Welche Werte wollen wir befolgen? Was ist für uns alle gleichermaßen wichtig? Was sind die Konturen eines guten Lebens für alle? Nachhaltige Wertbindungen sind jene, die von den Individuen bewusst, vor einer Wahlalternative stehend, übernommen, angeeignet und anerkannt werden, wenn also die zu verhandelnden Werte auch als ein Produkt einer „vollzogenen Wertung“ verinnerlicht werden. Das setzt wiederum die affektive Beteiligung des Einzelnen voraus. Insofern sind die Kennzeichen einer „reifen“ Wertebindung Autonomie im Handeln und die Entscheidung des Einzelnen; kann aber nicht die Reaktion auf sozialpolitischen Druck sein.
IslamiQ: Die deutsch-türkische Beziehung hat ein historisches Tief erreicht. Das lässt sich an dem Umgang mit der DITIB gut ablesen: Früher wurde sie von der deutschen Politik als „unproblematisch“ betrachtet, nun ist sie „höchst umstritten“. Welche Auswirkungen haben solche Konflikte auf das aktuelle und zukünftige Leben der Türkeistämmigen hierzulande?
Uslucan: Die Auswirkungen haben nicht stets negative Auswirkungen auf alle Türkeistämmige; schließlich gibt es auch eine Vielzahl von Türkeistämmigen, die das Betreiben einiger Teile der DITIB (so etwa eine Fortführung der Ankara-Politik) höchst skeptisch und besorgt beobachten.
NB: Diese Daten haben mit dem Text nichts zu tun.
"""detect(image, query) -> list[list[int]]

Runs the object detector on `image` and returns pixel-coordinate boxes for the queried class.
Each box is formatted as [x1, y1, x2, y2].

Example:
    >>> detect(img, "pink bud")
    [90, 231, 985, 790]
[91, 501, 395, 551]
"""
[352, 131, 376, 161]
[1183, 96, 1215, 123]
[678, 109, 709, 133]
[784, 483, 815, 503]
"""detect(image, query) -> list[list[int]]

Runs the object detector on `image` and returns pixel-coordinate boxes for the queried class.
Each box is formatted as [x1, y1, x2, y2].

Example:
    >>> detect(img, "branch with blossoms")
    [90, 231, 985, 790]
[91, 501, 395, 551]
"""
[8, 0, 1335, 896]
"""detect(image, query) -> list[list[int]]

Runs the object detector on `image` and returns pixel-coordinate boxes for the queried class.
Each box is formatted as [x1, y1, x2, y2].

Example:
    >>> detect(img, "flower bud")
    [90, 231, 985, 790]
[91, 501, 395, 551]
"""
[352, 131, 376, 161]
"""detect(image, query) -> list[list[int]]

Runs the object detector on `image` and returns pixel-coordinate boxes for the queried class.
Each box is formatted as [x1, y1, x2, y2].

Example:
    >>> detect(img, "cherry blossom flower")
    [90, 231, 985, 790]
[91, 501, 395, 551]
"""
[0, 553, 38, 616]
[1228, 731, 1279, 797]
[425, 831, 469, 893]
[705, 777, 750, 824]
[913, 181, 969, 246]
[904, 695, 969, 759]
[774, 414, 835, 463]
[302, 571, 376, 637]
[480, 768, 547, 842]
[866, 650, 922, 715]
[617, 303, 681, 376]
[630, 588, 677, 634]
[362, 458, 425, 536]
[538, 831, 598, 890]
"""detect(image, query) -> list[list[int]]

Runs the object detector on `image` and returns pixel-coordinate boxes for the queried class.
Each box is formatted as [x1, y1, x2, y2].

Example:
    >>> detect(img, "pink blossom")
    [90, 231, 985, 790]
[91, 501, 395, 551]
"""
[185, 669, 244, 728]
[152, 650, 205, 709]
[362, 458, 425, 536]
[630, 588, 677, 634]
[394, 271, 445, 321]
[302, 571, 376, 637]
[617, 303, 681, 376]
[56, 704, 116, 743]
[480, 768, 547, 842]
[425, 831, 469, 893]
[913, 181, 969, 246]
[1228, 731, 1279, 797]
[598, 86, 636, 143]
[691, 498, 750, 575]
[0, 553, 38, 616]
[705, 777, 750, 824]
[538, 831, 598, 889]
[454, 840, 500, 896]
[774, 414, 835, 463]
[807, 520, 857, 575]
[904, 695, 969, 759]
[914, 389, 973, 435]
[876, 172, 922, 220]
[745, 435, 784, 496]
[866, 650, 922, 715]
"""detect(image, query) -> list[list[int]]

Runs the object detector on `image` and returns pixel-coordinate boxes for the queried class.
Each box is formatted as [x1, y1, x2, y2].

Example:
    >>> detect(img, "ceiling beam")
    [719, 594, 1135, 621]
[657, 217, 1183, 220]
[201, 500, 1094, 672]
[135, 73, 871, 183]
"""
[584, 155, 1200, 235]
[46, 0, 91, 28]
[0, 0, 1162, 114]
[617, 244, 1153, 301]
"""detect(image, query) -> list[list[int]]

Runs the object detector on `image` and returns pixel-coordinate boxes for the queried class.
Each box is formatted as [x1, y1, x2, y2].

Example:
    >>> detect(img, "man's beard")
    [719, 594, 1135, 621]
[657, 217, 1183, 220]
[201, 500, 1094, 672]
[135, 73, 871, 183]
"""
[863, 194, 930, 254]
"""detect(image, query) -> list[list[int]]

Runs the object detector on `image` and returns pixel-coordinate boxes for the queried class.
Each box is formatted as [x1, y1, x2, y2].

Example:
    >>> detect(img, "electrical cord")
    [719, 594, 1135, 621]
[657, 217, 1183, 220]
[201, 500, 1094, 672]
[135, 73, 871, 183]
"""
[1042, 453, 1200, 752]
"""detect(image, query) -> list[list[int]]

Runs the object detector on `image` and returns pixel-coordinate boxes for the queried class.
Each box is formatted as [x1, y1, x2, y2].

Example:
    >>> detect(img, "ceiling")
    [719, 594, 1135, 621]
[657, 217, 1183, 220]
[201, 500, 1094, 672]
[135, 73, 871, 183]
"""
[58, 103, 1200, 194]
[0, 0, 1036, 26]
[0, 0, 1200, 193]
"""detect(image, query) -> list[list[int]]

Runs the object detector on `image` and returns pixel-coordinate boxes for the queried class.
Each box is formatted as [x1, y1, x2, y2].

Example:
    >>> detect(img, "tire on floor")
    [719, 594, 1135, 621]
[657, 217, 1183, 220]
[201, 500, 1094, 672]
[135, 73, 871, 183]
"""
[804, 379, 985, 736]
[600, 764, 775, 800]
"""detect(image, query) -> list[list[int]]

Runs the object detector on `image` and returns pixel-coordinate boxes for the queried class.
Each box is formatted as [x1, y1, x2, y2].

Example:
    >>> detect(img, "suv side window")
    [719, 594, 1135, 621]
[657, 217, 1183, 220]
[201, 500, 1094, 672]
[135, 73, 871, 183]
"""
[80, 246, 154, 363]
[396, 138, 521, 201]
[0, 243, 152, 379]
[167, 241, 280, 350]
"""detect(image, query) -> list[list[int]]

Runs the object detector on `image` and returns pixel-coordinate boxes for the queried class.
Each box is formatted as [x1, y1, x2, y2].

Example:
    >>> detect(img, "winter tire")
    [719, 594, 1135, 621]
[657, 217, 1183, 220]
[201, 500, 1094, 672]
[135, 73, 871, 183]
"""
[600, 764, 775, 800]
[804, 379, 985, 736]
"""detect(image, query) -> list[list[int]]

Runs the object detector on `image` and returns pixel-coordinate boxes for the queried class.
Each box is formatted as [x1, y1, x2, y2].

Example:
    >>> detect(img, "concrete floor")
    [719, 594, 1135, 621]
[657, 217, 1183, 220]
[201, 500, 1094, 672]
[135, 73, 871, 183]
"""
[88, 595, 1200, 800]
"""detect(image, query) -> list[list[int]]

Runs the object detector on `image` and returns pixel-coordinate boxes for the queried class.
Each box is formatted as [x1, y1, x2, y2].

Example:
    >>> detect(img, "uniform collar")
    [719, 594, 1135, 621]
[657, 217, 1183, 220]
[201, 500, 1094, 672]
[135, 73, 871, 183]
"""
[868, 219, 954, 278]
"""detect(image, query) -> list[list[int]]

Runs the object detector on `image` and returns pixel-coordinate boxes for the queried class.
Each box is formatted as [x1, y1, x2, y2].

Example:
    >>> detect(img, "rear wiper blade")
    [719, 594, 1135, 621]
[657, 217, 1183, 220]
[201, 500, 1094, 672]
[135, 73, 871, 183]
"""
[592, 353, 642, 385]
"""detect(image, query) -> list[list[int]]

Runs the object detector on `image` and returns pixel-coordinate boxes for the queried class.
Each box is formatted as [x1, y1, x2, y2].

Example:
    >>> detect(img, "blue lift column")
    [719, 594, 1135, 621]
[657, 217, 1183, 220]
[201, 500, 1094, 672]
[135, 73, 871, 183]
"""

Konkrete Schwierigkeiten sehe ich in der Zusammenarbeit auf Verbandsebene, wie bspw. bei Fragen der Gestaltung des islamischen Religionsunterrichts, einer Vielzahl von Integrations- und Bildungsprojekten. Hier müsste sich DITIB als ein eigenständiger, von der aktuellen türkischen Politik emanzipierter islamische Religionsgemeinschaft zeigen und diese Eigenständigkeit müsst sich in ihrer Kommunikation und Aktivitäten bewähren.
Das Interview führte Muhammed Suiçmez.